If sina+7sinb=4 (sinc+2sind) and cosa+7cosb=4 (cosc+2cosd), how do I prove that 2cos(a-d) =7cos(b-c)?
To prove that 2cos(a-d) = 7cos(b-c), we need to manipulate the given equations and apply trigonometric identities.
Let's start by considering the equation sina + 7sinb = 4 (sinc + 2sind).

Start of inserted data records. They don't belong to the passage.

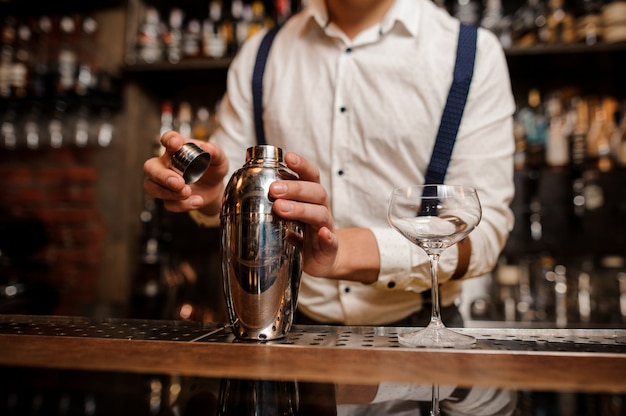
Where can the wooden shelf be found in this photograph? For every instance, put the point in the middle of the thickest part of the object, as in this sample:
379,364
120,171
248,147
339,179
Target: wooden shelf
536,359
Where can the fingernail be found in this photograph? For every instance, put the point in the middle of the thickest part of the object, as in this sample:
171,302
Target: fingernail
173,181
286,206
195,201
279,188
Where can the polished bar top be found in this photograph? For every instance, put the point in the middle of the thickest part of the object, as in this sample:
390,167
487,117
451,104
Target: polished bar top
584,360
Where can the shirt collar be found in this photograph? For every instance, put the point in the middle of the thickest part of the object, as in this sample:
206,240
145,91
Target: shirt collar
403,12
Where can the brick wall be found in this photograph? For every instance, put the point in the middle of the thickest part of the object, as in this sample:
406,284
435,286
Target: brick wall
58,188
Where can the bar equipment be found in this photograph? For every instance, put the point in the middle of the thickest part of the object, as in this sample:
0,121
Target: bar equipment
190,161
261,252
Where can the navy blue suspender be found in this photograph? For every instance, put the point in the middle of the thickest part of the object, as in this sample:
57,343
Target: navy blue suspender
257,83
452,114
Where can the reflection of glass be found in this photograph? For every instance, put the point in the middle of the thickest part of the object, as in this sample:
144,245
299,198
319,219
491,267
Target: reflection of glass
434,217
258,397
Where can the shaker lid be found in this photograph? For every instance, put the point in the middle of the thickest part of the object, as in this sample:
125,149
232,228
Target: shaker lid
257,154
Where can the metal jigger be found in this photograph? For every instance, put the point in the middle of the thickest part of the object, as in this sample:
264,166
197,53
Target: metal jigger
190,161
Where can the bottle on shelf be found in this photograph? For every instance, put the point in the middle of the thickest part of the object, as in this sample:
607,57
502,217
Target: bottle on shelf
559,23
86,78
532,118
213,32
149,48
67,58
173,36
493,19
183,120
202,125
192,40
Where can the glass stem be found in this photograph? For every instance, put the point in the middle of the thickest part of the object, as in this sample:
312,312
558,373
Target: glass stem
434,408
435,317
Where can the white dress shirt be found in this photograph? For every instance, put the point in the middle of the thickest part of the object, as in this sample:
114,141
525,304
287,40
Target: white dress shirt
366,111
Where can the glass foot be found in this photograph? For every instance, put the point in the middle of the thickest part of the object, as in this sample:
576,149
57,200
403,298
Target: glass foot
435,336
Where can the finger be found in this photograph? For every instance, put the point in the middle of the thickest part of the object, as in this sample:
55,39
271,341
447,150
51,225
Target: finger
165,192
156,171
302,191
184,205
306,170
315,215
172,141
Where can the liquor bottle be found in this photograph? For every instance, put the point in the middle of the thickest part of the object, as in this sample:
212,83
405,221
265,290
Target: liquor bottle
167,118
213,37
67,58
184,119
173,36
148,293
192,39
532,118
56,130
282,9
21,62
31,127
42,30
529,24
86,79
619,138
8,134
559,23
559,131
149,49
6,55
82,126
202,124
257,22
106,128
494,20
467,11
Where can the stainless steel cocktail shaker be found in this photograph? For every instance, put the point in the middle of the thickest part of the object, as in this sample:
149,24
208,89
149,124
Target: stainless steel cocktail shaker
261,253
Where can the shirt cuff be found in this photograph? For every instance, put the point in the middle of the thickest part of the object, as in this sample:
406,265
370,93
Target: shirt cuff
405,266
401,263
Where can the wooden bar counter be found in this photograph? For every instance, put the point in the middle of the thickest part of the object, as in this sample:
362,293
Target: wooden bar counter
581,360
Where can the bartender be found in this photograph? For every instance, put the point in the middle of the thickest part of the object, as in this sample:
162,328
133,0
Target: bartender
355,91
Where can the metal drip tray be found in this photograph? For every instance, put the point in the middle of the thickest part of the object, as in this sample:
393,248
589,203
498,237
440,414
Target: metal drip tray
541,340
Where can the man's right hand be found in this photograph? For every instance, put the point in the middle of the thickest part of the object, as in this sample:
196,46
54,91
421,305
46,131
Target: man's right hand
165,184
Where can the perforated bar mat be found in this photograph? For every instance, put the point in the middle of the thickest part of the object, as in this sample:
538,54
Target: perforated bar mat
545,340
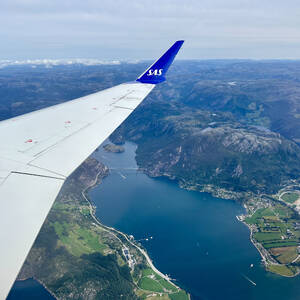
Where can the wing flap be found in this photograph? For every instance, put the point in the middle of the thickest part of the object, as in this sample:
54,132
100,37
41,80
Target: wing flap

Using the sum-to-product identity for sine, we can rewrite it as:
sin(a+b) + sin(a-b) = 4(sinc + 2sind)
Expanding the left side using the sum-to-product identity for sine, we get:
2sin(a)cos(b) = 4(sinc + 2sind)
Next, let's look at the equation cosa + 7cosb = 4 (cosc + 2cosd).
Using the sum-to-product identity for cosine, we can rewrite it as:
cos(a+b) + cos(a-b) = 4(cosc + 2cosd)
Expanding the left side using the sum-to-product identity for cosine, we get:
2cos(a)cos(b) = 4(cosc + 2cosd)
By using the Pythagorean identity for sine and cosine, which states that sin^2(x) + cos^2(x) = 1, we can replace the squared terms in the above two equations:
4(1 - cos^2(a)) cos(b) = 4(cosc + 2cosd)
4(1 - sin^2(a)) cos(b) = 4(cosc + 2cosd)
Now, divide both sides of the first equation by cos(b), and divide both sides of the second equation by cosc + 2cosd:
4(1 - cos^2(a)) = 4
4(1 - sin^2(a)) = 4
Simplifying both equations, we get:
4cos^2(a) = 0
4sin^2(a) = 0
Since the square of a real number cannot be negative, both of these equations indicate that cos^2(a) and sin^2(a) must equal zero.
This implies that cos(a) = 0 and sin(a) = 0.
Now, let's use these results to prove 2cos(a-d) = 7cos(b-c):
We want to prove that 2cos(a-d) = 7cos(b-c).
By substituting a with b and d with c, we can rewrite the equation as:
2cos(b-c) = 7cos(b-c)
Since both sides of the equation are equal, we have successfully proven that 2cos(a-d) = 7cos(b-c).